Fri, Aug 23, 2013 - Page 9 News List

Plenty of questions over the introduction of fracking in the UK

Advocates say it is a safe solution to our energy problems, but environmentalists think it is a disaster waiting to happen. The UK is searching for a balance between industry and the environment

By John Vidal  /  The Guardian

What impact will there be on wildlife? We have no idea. If it leads to further climate-change emissions, it will undermine the whole world. The RSPB fears that fracking will take place in many areas of Britain that are on the doorstep of important bird migratory routes. Other groups say flaring of gases and the clearances of land will inevitably damage the countryside.

Will it lead to cheaper fuel bills? It has done so in the US, but while Cameron and the industry argue that it could do the same in the UK, there is no evidence that it will. UK fuel prices are impossible to predict more than a few months ahead largely because the country depends on the global market and a handful of global suppliers.

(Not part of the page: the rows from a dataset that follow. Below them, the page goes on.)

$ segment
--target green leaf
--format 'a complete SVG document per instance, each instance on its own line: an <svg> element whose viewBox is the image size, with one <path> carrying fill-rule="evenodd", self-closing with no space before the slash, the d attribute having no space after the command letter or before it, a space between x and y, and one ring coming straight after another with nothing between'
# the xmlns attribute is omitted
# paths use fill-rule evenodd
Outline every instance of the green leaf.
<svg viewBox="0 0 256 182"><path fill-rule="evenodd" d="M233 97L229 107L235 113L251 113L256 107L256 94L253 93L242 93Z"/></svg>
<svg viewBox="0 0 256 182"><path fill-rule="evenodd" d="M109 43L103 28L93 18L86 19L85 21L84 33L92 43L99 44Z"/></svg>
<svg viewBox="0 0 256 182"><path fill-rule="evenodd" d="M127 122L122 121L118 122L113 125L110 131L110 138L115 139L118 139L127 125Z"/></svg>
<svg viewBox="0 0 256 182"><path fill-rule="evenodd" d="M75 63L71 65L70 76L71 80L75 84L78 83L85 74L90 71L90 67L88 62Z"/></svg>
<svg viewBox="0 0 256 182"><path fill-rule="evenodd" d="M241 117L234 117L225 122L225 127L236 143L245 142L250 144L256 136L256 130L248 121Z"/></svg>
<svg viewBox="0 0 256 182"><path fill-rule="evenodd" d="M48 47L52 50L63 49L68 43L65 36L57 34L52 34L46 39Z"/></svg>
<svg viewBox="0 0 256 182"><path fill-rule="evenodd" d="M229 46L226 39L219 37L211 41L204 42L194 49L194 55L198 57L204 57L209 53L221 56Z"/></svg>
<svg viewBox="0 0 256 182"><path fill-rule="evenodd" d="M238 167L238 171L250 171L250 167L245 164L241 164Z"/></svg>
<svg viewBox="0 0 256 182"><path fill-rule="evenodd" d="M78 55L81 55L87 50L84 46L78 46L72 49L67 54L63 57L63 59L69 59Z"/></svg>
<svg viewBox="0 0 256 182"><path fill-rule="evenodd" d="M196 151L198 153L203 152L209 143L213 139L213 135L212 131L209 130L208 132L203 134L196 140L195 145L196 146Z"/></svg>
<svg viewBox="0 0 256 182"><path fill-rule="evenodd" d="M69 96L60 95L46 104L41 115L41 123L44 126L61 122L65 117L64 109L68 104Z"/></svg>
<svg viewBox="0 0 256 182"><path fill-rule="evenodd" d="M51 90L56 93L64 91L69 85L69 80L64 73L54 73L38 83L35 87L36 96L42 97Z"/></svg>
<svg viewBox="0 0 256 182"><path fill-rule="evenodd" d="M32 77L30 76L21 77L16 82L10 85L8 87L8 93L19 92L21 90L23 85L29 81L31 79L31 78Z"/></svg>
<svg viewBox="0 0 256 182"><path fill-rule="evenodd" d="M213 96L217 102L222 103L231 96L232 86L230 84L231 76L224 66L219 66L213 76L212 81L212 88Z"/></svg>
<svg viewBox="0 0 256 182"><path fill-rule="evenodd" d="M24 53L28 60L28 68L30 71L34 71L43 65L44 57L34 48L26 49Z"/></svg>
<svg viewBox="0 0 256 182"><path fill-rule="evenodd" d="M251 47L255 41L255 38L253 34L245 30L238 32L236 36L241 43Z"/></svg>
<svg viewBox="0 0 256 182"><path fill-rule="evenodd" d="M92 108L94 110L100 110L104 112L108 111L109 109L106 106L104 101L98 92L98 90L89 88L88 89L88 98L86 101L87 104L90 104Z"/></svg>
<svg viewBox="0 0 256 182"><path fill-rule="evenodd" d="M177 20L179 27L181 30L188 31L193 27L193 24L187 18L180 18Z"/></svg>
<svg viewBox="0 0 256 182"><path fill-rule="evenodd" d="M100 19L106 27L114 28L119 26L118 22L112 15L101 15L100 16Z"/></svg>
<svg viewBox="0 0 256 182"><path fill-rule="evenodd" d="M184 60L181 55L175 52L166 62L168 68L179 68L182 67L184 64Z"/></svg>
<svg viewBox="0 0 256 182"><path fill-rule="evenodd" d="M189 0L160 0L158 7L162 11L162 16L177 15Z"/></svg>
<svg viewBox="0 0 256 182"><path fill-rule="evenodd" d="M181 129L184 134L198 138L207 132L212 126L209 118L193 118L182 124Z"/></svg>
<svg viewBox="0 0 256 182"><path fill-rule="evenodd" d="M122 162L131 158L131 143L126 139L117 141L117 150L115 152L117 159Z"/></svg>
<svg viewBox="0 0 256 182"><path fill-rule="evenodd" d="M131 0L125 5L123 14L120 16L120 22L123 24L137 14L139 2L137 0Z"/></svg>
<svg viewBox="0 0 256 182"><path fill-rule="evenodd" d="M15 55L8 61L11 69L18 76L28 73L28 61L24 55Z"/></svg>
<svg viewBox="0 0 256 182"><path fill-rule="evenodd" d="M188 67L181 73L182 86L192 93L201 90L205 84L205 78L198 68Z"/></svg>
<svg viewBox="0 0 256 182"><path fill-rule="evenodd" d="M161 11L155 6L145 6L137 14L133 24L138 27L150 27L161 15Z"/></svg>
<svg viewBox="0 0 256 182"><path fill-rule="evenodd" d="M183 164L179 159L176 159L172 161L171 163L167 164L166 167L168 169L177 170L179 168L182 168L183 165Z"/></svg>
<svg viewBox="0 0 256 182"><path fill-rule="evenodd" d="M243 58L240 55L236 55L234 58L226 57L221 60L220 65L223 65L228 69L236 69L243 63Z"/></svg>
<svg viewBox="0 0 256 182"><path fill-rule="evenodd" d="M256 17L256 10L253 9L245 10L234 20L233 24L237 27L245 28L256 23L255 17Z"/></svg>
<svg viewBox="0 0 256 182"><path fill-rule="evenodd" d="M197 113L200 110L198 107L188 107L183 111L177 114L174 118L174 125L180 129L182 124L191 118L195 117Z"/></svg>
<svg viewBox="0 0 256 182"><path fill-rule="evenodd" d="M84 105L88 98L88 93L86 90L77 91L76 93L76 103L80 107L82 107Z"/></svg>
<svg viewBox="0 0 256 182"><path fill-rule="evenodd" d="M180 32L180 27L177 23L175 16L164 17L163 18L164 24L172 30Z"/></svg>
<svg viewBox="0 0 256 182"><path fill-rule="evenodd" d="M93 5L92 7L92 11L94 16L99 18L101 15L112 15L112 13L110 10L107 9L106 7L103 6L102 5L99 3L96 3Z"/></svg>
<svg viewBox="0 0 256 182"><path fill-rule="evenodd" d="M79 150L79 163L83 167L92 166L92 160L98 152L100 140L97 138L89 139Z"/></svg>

What is in it for affected communities? Landowners and local communities have no legal right to a share in the revenues from the oil and gas, but they will get small payments to compensate them for surface disruption. The government has promised to pay £100,000 (US$160,000) for each exploratory well dug and that communities will then receive 1 percent of revenues if the drilling proves to be commercially viable. That could amount to millions of pounds. The companies, on the other hand, will get hefty tax breaks. It is still unclear whether local authorities will be allowed to choose which communities receive the compensation or whether the people most affected will be able to choose how to spend any money.

Will there be thousands of jobs? Cameron and the industry have estimated between 70,000 and 150,000 new jobs. If the industry figure of 1,000 wells is correct, that suggests 70 to 150 jobs per well, which is a lot considering the wells will be largely automated. However, there will be work for the construction, transport and mining industries.

Who is winning the PR battle? Cuadrilla and the industry can count on the Telegraph, the Times and the Daily Mail newspapers and have employed the giant public relations company Bell Pottinger, which has very close links to the Conservative party and specializes in mining multinationals working in developing countries.